Определение текста, иллюстрацией к которому является данная картина (на светский или на религиозный сюжет), считается обычно делом иконографии. Подобно любой историко-детективной работе, разрешение иконографических загадок требует и знаний, и везения. Но при всем при том, в удачном случае результаты иконографических исследований могут подчас удовлетворить самым суровым критериям надежности. Если сложная иллюстрация соотнесена с текстом, который объясняет все ее важнейшие черты, иконограф, можно сказать, сделал свое дело. Если же перед нами некая последовательность иллюстраций, которым соответствует аналогичная же последовательность в тексте – возможность случайности практически близка к нулю. Я полагаю, что в этой книге [55] имеются три примера идентификаций, удовлетворяющих этому «стандарту надежности»: 1) Определение астрологического текста или текстов, проиллюстрированных росписью Sala dei Venti в Palazzo del Te; 2) Объяснение той версии истории о Венере и Марсе, которая представлена росписью Джулио Романо в Palazzo del Te; 3) Сопоставление «Ориона» работы Пуссена с неким текстом, который не только излагает, но и поясняет историю Ориона – пояснения, которые Пуссен воплотил в своей картине.

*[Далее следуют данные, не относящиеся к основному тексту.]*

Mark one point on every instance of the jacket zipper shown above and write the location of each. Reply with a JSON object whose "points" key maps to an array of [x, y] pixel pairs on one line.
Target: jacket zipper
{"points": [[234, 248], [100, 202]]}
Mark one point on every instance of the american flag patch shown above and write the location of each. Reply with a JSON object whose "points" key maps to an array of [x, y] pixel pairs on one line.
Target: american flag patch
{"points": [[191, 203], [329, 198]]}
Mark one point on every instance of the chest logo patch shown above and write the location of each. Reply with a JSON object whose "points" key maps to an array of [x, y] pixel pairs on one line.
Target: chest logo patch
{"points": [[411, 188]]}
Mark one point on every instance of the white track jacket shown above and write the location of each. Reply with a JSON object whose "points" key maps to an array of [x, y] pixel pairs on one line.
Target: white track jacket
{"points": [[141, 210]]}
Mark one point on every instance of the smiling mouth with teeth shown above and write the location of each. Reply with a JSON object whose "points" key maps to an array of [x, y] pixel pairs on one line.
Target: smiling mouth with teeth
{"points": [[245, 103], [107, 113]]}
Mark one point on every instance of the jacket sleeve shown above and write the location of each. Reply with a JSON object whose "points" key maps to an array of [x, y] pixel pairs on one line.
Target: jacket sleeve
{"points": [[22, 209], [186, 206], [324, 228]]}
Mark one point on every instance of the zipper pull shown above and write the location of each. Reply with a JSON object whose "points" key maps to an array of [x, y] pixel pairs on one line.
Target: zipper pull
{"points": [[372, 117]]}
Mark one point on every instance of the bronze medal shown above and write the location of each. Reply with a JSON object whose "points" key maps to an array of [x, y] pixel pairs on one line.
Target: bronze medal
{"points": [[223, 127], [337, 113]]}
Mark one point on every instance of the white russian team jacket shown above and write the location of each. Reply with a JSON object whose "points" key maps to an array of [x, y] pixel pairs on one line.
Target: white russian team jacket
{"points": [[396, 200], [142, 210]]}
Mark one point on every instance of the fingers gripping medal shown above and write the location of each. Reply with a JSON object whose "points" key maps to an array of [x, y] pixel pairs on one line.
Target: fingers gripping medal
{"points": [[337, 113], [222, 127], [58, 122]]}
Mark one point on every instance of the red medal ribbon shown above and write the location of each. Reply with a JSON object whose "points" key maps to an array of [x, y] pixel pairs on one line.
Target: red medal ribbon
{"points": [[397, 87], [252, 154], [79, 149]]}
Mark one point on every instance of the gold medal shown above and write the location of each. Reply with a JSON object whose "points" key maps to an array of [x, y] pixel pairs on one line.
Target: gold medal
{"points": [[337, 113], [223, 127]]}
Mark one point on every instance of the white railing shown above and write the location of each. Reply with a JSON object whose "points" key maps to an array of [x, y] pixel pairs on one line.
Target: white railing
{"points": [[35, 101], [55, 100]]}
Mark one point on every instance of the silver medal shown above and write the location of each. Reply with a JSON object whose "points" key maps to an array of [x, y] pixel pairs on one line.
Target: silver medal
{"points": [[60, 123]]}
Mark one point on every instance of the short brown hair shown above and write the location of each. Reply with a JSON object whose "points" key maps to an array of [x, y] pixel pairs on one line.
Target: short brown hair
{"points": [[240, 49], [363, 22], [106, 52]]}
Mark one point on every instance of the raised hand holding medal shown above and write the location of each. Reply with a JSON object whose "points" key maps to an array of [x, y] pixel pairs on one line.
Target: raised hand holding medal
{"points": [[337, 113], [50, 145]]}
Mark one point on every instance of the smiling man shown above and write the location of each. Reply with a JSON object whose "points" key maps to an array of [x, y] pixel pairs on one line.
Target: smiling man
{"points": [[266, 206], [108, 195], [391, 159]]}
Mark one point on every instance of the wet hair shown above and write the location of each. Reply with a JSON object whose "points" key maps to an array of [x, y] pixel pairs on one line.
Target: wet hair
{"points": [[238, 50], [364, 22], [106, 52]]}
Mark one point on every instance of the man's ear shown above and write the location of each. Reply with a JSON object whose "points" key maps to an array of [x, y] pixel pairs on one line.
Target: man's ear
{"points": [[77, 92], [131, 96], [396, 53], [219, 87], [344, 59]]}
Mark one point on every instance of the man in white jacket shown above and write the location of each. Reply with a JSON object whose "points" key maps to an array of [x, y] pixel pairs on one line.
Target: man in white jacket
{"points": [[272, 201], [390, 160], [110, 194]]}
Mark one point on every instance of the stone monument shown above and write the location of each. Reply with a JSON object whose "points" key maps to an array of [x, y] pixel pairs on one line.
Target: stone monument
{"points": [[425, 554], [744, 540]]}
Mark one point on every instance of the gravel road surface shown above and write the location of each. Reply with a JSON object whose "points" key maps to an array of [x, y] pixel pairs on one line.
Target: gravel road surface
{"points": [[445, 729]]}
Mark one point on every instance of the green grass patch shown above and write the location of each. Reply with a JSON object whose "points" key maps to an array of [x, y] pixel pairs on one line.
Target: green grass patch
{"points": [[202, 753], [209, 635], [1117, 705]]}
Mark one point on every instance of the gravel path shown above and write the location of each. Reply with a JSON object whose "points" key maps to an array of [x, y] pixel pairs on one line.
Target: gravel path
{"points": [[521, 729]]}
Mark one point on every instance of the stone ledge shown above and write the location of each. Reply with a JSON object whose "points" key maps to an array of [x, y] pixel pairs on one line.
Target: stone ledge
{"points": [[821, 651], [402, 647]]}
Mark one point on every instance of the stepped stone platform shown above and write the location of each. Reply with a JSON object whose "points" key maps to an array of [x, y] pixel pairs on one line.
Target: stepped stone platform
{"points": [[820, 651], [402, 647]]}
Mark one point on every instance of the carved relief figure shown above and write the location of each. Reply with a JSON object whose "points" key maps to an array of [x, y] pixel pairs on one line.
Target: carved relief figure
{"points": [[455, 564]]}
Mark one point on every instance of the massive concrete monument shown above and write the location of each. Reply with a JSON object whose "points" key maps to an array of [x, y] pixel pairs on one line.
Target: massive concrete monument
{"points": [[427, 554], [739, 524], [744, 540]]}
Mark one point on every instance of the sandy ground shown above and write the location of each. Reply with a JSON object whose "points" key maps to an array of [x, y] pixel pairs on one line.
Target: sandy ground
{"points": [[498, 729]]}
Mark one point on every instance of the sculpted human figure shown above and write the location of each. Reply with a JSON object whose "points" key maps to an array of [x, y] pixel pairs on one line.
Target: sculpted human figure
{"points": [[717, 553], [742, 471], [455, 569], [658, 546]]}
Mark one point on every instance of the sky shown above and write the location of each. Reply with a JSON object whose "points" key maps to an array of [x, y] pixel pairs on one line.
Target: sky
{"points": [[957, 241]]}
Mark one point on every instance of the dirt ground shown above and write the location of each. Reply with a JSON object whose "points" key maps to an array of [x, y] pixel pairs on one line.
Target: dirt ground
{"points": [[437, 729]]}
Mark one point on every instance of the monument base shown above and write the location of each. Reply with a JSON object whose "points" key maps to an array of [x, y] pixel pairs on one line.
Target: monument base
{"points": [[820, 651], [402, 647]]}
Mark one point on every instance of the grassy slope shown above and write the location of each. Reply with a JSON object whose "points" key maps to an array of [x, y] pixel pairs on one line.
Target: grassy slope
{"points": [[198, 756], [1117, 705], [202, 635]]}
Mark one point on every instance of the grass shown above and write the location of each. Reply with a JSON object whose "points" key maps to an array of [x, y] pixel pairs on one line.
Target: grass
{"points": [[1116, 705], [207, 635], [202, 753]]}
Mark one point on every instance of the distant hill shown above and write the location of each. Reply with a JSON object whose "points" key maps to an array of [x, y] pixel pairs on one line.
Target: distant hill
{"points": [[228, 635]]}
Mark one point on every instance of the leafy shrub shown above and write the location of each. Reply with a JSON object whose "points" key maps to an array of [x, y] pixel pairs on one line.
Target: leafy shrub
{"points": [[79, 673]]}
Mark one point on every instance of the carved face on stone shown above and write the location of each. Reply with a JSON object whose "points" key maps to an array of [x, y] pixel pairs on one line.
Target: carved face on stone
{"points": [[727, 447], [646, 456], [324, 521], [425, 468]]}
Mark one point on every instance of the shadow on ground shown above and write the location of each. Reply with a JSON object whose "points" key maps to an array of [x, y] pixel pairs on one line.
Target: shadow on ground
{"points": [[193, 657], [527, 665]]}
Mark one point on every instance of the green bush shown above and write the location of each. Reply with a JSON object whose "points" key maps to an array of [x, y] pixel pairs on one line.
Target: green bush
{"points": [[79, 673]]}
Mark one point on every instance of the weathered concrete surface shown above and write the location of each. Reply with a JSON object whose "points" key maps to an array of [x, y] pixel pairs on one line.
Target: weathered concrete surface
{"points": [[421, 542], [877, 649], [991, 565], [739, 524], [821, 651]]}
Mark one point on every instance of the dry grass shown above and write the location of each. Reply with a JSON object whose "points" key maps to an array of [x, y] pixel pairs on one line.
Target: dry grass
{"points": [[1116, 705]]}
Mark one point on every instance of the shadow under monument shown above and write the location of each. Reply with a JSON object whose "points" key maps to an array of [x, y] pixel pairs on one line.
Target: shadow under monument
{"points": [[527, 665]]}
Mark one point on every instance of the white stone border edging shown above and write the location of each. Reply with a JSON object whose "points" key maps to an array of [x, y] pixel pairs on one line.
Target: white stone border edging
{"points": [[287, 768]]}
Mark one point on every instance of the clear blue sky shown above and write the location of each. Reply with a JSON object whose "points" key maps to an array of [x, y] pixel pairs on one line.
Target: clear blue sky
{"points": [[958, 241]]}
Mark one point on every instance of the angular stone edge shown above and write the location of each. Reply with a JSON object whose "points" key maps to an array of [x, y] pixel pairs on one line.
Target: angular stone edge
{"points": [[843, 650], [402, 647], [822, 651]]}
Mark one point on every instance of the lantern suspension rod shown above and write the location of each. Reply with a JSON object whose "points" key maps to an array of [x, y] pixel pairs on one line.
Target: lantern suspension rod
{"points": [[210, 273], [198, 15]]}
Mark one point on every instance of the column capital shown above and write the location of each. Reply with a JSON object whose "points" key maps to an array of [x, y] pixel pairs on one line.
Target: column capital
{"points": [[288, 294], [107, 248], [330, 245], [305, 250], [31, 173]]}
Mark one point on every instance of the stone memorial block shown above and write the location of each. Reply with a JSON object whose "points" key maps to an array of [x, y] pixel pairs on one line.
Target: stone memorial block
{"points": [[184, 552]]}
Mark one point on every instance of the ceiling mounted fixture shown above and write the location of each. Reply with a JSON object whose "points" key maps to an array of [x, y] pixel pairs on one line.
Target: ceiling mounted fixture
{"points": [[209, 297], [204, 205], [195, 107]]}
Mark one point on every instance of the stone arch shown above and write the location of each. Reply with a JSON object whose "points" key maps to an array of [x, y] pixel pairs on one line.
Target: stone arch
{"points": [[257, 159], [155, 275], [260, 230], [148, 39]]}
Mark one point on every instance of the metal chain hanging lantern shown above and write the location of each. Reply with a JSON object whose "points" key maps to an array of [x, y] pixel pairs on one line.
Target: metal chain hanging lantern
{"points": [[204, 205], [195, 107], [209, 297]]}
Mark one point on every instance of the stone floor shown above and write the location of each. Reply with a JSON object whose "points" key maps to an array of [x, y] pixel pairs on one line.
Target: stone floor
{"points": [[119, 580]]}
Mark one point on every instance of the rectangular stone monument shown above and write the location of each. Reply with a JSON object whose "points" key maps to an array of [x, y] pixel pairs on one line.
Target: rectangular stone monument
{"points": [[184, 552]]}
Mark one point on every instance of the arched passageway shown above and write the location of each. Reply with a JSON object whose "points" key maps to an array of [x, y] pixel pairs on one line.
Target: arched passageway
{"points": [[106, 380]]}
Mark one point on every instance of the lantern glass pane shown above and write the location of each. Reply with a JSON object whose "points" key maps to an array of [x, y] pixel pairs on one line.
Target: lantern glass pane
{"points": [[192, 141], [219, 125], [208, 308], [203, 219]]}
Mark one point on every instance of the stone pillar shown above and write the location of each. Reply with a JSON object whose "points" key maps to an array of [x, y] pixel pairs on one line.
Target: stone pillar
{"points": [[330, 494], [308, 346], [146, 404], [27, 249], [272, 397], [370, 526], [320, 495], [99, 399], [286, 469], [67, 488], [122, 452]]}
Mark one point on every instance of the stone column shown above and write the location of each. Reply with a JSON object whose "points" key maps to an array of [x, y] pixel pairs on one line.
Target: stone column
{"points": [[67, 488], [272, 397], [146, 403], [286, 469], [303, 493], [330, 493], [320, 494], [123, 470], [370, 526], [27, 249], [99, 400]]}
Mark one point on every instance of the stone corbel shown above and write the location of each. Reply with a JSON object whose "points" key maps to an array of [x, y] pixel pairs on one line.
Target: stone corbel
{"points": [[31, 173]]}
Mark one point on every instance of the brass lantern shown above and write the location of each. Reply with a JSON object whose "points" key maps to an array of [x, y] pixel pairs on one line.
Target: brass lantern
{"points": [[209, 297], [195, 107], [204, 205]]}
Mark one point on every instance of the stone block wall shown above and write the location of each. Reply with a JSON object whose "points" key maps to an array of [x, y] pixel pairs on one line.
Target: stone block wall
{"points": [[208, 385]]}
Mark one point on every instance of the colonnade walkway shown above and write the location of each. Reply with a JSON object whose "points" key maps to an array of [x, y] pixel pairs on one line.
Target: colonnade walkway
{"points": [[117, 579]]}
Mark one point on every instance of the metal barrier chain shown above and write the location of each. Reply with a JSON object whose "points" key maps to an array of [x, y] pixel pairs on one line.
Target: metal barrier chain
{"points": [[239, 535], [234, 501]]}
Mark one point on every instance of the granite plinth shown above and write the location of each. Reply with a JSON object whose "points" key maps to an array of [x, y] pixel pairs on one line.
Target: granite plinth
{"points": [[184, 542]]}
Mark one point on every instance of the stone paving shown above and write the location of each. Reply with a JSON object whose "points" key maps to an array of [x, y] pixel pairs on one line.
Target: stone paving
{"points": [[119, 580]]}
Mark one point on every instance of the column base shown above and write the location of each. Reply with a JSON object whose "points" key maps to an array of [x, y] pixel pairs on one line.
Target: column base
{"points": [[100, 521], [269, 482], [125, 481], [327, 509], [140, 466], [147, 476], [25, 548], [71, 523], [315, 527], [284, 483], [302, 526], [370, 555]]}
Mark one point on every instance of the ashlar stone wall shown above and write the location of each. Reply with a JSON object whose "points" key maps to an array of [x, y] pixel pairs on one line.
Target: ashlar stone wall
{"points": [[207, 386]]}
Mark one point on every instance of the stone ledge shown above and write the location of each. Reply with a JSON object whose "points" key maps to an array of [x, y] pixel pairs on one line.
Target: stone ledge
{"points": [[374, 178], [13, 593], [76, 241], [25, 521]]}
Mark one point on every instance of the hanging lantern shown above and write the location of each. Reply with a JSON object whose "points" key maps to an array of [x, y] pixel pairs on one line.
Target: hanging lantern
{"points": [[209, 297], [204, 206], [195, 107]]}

Остальные исследования сборника посвящены интерпретациям более проблематичным; впрочем, в этих случаях речь идет скорее уже не об иконографии, а об иконологии. Не то чтобы различие между этими двумя дисциплинами было столь уж явным, не то чтобы было так уж важно сделать его явным, – но все же, после основополагающих в этой области работ Панофского, там, где дело касается скорее восстановления программы, чем определения конкретного иллюстрированного текста, мы говорим уже об иконологии.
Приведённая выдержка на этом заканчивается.